Monday, July 25, 2011


I woke up one morning at 7am, saw this beautiful sky,
snapped a pic, felt the surprisingly cool air
in my fingertips, and passed
back out.
Good morning!
I just have to say -- I have a newfound respect for the English language. I'm discovering how powerful of a tool it truly is in this world. Studying a foreign language, alone, will make you look at your own language differently. I know when I was learning Japanese -- struggling through the honorific and humble forms -- I began to appreciate the fact that I, an individual with the language proficiency of a 4-year-old Japanese child, did, in fact, have one language already mastered (it gave me some piece of mind, anyway). I found myself dissecting the English language, analyzing the parts of speech -- all the while awed by the fact that these particles, verb tenses, and certain word forms that followed no rhyme or reason came so naturally, like a sort of muscle memory. 

My mentor teacher took us to this beautiful "beach."
But I guess my true appreciation for English came after living here in Korea. In these six months, I've observed a handful of situations that I find, in and of themselves, remarkable: a traveling Japanese woman asking a Korean security guard for directions in English. That was a huge thing for me. Alex and I perked our ears when we heard the two speaking in English. When she started walking away, we closely followed and threw some Japanese her way. She picked it up, and our speculation proved true. It's crazy to think that, though the two countries are virtually side-by-side, this woman knew she had a better chance of speaking to someone in English than Japanese. 

Blown away. I sure was.

Anna and I definitely went swimming.
Alex and I also recently booked tickets to Thailand. We had tried emailing a hostel to book reservations, but they weren't responding, so we called the tiny place through Skype -- and, yes, we used English. As broken as her phrases were, she knew enough to hold a decent conversation. 

I guess I just feel really lucky that English is my native language. I mean, as unfair to non-speakers as it may be, speaking English honestly opens so many doors to seeing the world.

What a glorious sight! 

In other news, English camp is over as of last Friday (*sigh of relief*). I'm moving into my new apartment in Andong tomorrow (Yes, I'm moving! Hooray!
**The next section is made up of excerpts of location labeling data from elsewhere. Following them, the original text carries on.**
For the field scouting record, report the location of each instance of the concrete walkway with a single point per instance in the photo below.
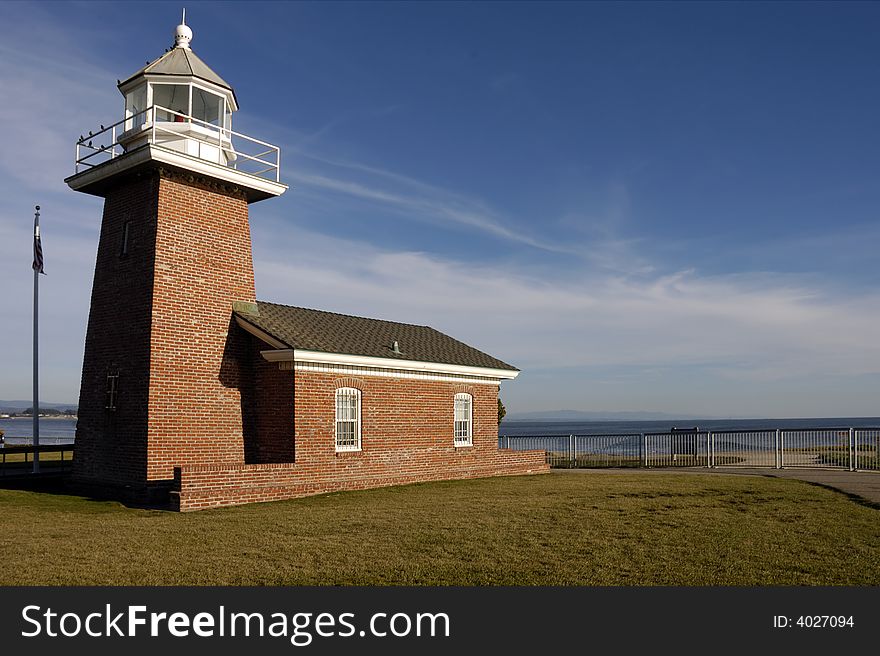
(865, 485)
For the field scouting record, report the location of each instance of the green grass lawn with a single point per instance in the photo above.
(566, 528)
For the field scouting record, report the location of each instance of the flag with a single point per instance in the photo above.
(38, 247)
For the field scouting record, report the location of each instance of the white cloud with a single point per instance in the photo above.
(754, 324)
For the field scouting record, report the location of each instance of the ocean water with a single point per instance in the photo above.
(60, 431)
(19, 430)
(514, 427)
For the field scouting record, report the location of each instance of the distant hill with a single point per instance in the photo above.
(19, 406)
(579, 415)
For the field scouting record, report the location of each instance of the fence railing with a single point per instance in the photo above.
(19, 460)
(173, 130)
(853, 449)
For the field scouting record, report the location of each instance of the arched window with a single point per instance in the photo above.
(463, 420)
(348, 419)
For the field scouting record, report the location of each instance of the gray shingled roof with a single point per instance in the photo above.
(180, 61)
(328, 332)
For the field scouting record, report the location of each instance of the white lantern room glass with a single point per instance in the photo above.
(207, 106)
(174, 97)
(135, 103)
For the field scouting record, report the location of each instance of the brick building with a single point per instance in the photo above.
(195, 392)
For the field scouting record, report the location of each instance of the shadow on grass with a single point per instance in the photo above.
(60, 483)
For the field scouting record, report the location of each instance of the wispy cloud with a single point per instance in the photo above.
(756, 322)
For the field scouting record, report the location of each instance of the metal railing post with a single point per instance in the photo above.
(781, 449)
(777, 454)
(852, 450)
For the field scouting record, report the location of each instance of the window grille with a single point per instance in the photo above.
(348, 419)
(463, 420)
(112, 390)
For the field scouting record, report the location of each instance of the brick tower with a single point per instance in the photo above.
(162, 369)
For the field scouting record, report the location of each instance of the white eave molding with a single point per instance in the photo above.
(344, 359)
(283, 353)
Guess I've got a lot of catching up and explaining to do...). I've got two more days of "regular" school and then I'm jetting off to Tei-guk -- also known as Thailand.. So, all-around, good things are happening right now. I'm really just so excited for Thai food! I think that's honestly what I'm most excited about. I just miss it. And the variety of food in America, in general. Korean food is pretty decent, but it can get old. Thai food, on the other hand, can't. It just can't. I already booked a spot in a Thai cooking class in Krabi for next Wednesday. I don't even cook. But that's how excited I am for it. Everything else is up in the air and open for debate and that's okay.
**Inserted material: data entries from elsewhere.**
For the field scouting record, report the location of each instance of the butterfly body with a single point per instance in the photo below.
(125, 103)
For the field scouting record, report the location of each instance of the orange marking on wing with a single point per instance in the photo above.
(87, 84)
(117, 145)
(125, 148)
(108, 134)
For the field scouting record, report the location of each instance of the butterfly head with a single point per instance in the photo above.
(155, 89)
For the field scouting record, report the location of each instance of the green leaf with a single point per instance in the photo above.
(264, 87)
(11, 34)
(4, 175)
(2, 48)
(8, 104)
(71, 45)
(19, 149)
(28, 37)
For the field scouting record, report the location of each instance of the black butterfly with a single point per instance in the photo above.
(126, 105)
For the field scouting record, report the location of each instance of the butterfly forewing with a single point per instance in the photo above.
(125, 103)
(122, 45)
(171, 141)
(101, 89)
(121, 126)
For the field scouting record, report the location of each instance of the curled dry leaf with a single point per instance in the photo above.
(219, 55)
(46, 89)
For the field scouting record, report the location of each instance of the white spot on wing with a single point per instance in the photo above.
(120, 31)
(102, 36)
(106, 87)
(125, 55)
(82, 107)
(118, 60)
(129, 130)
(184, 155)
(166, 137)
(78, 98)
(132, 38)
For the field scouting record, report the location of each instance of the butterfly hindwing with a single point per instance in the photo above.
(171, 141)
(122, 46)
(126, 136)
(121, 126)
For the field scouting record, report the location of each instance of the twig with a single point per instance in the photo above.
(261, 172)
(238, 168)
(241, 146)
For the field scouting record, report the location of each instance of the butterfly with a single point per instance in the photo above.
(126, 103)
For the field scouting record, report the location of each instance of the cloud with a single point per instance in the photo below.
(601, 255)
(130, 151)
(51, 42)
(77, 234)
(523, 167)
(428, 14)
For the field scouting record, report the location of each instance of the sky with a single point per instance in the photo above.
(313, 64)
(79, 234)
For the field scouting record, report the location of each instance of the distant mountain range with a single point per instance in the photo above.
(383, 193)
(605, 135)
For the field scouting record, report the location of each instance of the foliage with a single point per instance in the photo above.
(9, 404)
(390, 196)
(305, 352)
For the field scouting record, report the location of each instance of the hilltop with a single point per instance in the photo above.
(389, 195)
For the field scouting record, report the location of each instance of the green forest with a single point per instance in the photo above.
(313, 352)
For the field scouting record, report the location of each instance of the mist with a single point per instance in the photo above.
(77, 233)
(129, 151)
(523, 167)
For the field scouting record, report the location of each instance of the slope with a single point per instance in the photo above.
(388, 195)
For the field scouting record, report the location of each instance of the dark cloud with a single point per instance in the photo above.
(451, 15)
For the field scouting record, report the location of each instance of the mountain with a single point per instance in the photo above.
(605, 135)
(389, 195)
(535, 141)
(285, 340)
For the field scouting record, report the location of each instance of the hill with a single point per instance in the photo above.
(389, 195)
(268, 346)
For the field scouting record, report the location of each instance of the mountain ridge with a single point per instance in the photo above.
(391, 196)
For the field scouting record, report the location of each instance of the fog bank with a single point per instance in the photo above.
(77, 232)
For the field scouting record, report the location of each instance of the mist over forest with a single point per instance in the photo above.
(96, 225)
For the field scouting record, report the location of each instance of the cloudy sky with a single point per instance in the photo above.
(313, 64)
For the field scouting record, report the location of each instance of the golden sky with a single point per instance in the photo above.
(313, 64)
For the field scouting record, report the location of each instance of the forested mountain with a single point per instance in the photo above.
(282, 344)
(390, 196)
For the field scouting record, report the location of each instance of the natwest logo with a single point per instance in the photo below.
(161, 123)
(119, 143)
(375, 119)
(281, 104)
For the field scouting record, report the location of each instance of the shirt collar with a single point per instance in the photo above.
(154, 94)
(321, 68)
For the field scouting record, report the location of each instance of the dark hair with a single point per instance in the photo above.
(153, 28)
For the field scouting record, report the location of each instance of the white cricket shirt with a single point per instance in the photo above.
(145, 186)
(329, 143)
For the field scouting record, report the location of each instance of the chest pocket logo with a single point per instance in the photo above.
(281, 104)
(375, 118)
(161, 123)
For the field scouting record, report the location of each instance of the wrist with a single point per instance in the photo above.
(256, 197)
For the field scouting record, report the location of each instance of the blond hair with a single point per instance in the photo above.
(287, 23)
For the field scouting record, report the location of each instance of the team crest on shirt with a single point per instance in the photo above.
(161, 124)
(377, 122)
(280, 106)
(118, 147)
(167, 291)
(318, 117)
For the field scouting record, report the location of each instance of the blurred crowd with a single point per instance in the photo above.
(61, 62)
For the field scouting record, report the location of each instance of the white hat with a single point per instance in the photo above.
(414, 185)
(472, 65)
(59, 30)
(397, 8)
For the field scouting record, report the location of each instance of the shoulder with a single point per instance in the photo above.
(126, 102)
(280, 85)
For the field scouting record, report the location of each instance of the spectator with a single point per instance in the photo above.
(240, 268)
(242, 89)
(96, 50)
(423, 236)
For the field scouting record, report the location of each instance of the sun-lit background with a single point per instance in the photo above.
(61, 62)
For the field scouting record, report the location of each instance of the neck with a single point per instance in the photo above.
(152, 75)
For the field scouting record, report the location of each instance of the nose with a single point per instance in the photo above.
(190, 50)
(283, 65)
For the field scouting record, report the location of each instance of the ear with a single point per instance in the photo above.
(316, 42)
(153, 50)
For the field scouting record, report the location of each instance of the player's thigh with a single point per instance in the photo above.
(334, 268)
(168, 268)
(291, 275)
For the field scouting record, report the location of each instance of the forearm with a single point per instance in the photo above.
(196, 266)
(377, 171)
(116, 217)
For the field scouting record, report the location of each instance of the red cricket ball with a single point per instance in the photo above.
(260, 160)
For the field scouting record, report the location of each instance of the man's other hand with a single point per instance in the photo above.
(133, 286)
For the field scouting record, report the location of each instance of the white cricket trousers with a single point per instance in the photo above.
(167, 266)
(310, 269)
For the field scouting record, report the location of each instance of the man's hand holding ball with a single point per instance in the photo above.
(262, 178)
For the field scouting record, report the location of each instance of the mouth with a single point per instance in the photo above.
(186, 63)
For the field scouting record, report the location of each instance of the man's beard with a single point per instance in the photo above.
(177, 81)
Mentor teacher's son, JuYeong, playing
next to our picnic blanket :)
We'll be going to Krabi first. One of our friends who has been to Thailand told us that they stayed in Phuket (the coastal hotspot), as well as Krabi (the lesser-known little brother) -- and loved Krabi so much more! It's apparently not as tourist-y as Phuket, nor as crowded, yet just as beautiful. And, as he said (well, technically, as Alex relayed the message to me), "You won't have vendors coming up to you on the beach, constantly trying to sell you crap," as they evidently do in Phuket. So Krabi it is! We're then staying with our friend, Ning, in Bangkok for the rest of the time. She went to college with us but is from Thailand. She's so kind for letting us stay with her family; even more hospitable, though, is that she's basically planning the second half of our stay, since she's got the local lowdown. So I'm expecting to have lots of great posts in the coming weeks full of little Thailand treasures and haunts off the beaten path. Get excited!